Schemas for flat files and datasets

hobocamp · Post by **hobocamp** » Thu May 31, 2018 1:45 pm

My searching for this hasn't turned up any results, but figured I'd put the question to the experts.

Is there a method for performing a mass extract of the file and dataset schemas within a DS project? I know that for a particular instance, the columns could be saved as a table definition and then exported.

But in light of GDPR requirements, there is a request to be able to look at these definitions en masse, in order to locate any sensitive data (SSN, Bank info, etc.) being captured and stored.

Thanks in advance for any advice.

Tom Smith

ray.wurlod · Post by **ray.wurlod** » Thu May 31, 2018 11:18 pm

None of which I'm aware.

Are the files guaranteed to have column headers? Does it violate any rules to inspect the data to guess the data types?
In a perfect world it would be possible to use the Connector Import Wizard in DataStage Designer, specifying the File Connector but, alas, it's not.
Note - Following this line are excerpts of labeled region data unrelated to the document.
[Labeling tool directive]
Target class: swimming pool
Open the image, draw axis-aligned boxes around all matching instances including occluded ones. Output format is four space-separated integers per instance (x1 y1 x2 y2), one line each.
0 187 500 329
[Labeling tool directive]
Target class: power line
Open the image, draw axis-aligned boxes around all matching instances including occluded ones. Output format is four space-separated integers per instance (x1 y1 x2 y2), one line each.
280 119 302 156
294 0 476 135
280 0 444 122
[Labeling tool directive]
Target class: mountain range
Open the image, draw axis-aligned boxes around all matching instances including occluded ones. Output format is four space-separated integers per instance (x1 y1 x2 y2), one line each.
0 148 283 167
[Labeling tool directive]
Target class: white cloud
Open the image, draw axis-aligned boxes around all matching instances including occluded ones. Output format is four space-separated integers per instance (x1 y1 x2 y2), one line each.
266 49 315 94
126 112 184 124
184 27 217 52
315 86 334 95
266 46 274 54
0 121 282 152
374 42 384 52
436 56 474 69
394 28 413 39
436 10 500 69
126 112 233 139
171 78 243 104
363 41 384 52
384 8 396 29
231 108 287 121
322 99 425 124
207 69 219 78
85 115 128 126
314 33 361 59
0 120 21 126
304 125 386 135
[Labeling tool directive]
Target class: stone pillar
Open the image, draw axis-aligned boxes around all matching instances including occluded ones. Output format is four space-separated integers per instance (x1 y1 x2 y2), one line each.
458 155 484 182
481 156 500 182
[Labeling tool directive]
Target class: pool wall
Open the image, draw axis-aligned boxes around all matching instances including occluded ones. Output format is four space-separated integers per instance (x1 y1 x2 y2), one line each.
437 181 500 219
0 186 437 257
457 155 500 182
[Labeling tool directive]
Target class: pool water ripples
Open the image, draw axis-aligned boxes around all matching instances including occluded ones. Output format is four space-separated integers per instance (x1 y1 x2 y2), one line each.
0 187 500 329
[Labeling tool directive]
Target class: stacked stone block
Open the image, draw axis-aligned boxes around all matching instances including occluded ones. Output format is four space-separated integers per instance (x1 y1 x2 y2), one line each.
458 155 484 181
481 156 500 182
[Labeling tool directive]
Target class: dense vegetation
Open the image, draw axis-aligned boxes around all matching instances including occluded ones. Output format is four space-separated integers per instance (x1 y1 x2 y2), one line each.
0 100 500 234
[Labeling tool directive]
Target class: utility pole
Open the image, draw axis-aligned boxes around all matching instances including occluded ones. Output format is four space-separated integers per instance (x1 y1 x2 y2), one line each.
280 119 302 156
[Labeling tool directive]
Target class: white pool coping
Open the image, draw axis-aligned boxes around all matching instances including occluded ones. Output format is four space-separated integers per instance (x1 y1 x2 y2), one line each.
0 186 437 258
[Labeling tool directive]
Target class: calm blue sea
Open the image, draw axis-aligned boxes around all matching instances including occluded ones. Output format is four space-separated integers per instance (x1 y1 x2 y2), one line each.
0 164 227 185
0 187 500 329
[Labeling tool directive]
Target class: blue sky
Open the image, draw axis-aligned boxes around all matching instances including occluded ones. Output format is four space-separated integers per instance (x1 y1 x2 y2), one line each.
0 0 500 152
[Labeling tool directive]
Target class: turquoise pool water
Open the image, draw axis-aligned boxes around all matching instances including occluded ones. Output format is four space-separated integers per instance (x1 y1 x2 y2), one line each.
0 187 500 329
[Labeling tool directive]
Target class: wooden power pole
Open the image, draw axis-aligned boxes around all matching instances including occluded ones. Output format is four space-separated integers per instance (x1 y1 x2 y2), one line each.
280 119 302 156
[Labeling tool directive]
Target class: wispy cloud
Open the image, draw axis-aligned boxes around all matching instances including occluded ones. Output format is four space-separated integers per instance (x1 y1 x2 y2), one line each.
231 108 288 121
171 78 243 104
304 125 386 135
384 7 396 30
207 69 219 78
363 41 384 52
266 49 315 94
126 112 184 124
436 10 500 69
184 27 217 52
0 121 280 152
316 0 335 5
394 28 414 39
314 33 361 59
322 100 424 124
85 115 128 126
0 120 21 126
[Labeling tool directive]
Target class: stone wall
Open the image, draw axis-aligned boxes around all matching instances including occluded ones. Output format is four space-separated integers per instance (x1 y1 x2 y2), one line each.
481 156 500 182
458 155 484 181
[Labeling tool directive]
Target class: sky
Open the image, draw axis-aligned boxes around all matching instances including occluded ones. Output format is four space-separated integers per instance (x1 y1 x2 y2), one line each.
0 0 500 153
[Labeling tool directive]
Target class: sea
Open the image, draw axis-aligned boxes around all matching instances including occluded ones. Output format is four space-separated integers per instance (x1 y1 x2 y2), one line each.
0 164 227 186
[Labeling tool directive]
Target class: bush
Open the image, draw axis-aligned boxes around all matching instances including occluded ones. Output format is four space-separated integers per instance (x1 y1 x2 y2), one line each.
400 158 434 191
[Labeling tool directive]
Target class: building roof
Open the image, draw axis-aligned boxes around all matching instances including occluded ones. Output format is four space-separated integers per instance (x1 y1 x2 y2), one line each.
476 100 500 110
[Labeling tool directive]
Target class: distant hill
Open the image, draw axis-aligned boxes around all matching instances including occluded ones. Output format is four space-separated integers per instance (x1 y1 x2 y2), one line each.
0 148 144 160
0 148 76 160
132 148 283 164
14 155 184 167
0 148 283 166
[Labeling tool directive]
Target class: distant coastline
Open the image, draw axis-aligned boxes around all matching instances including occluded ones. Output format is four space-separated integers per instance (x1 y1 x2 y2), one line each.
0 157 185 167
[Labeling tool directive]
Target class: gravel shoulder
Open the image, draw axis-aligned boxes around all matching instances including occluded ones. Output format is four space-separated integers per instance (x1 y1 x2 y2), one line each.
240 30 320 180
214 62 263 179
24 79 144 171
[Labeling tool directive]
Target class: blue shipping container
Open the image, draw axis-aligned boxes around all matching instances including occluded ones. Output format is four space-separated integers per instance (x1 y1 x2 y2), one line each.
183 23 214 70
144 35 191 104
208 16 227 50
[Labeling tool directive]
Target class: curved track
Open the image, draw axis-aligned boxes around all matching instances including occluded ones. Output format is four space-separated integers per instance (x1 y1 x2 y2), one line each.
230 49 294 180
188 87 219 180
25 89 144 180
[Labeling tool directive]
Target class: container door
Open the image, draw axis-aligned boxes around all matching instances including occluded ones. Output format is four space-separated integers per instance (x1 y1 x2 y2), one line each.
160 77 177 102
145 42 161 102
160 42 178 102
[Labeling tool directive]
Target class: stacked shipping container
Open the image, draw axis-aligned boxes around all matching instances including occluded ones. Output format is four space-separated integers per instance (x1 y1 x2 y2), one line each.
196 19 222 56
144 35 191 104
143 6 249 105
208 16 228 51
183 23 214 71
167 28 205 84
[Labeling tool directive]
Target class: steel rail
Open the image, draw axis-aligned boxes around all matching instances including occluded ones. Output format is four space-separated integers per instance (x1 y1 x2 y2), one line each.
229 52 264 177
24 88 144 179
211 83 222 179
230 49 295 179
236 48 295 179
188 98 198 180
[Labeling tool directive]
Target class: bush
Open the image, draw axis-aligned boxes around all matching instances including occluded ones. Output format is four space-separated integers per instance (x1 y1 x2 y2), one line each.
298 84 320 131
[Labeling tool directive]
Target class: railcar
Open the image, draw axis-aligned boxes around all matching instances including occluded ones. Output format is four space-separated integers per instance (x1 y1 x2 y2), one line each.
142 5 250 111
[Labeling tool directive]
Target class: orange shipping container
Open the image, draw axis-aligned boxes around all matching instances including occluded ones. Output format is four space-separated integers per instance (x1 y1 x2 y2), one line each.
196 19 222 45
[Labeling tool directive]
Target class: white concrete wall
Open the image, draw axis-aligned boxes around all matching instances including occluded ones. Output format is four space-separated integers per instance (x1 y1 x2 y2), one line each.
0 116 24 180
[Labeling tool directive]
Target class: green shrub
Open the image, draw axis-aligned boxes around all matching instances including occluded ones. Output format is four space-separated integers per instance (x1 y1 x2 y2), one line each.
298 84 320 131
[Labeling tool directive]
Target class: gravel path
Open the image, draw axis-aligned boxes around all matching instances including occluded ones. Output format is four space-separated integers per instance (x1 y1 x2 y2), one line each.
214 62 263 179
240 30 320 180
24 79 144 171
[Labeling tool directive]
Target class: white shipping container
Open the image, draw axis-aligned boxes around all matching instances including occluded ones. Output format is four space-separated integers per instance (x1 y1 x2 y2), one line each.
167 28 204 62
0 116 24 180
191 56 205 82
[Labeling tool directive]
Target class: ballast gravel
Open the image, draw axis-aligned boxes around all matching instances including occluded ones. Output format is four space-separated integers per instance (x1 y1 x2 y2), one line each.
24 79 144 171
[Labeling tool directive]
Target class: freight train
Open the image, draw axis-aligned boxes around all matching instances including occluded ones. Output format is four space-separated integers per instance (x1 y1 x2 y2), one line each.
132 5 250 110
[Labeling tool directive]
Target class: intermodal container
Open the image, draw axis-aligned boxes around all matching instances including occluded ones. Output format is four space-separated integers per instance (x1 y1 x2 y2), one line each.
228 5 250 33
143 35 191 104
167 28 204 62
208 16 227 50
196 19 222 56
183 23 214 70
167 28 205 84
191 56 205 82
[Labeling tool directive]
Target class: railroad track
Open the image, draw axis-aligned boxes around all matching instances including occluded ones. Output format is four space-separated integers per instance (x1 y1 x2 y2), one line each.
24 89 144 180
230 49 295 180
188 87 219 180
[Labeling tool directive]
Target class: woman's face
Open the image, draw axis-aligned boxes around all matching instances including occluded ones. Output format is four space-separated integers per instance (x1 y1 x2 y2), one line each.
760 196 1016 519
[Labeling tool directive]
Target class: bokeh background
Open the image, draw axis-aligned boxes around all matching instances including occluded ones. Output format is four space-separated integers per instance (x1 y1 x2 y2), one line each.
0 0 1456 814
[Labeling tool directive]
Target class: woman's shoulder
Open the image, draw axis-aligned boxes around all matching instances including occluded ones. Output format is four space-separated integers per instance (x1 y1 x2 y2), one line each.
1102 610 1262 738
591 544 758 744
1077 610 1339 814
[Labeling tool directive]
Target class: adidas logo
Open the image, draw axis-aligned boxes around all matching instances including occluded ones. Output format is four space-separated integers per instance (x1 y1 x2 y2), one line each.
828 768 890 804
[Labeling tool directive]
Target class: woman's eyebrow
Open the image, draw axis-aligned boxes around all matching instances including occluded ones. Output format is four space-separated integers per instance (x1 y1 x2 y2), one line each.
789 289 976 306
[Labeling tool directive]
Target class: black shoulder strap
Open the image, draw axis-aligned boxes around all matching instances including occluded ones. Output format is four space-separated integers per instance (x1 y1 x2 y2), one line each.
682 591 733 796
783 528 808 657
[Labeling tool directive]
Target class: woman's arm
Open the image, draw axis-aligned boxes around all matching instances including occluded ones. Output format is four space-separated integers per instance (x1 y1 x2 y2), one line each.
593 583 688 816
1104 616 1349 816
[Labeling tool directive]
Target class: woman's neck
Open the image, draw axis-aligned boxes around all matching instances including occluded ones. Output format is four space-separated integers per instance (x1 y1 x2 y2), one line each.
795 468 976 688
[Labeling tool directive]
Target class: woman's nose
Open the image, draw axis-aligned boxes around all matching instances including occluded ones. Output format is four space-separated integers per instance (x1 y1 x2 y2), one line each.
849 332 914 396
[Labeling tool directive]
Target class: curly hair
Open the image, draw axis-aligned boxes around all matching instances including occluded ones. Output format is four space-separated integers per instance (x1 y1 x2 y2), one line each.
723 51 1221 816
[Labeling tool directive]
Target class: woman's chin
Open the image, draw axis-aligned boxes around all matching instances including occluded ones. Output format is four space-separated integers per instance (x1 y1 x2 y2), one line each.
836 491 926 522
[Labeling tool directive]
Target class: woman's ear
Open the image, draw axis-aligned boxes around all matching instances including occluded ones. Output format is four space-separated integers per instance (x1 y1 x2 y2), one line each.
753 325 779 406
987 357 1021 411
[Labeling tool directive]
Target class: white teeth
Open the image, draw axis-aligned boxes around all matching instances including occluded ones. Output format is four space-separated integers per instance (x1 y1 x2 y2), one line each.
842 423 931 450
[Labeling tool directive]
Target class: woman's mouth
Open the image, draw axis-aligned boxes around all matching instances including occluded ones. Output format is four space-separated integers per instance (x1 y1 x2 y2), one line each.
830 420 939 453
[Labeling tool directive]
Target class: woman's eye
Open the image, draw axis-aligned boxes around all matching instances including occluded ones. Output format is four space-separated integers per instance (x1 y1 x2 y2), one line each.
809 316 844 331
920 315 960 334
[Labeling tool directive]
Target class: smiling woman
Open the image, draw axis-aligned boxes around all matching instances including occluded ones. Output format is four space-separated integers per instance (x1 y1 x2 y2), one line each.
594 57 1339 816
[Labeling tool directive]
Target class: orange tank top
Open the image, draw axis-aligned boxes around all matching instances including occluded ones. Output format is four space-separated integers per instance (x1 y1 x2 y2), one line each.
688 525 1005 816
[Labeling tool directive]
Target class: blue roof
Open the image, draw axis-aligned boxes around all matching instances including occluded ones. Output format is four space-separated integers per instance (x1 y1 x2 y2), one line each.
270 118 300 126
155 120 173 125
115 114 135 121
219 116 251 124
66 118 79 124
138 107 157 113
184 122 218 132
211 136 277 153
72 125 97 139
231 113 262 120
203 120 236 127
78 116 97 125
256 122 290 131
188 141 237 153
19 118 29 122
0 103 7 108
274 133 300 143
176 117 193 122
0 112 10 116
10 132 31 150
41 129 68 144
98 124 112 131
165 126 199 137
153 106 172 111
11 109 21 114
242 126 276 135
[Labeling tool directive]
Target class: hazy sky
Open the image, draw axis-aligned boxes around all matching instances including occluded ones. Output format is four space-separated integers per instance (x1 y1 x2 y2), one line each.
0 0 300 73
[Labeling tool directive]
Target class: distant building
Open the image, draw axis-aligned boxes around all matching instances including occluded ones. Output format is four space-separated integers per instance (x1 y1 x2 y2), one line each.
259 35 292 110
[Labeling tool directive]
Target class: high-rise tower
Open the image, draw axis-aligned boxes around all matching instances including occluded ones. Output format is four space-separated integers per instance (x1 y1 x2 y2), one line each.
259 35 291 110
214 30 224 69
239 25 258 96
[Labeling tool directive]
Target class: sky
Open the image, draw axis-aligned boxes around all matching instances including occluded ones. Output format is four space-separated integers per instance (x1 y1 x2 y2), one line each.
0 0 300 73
For data sets, you have the orchadmin command; you could build a script to loop through all the descriptor file names, which I hope you keep in a consistent location.
Similarly to above, importing an Orchestrate schema definition only allows for one descriptor file at a time to be processed.

PaulVL · Post by **PaulVL** » Fri Jun 01, 2018 12:17 pm

You can filter out the schema file from a dataset like this:

Put this into a sequencer execute stage.

echo "record" > #seqfilepath##ds_filename#.schema; echo "{record_delim='\n', final_delim=end,delim=',', quote=double}" >> #seqfilepath##ds_filename#.schema; $DSHOME/../PXEngine/bin/orchadmin describe -s #dataset_path##ds_filename# 2>/dev/null | sed 1,11d >> #seqfilepath##ds_filename#.schema; echo #seqfilepath##ds_filename#.schema

you can figure out the rest.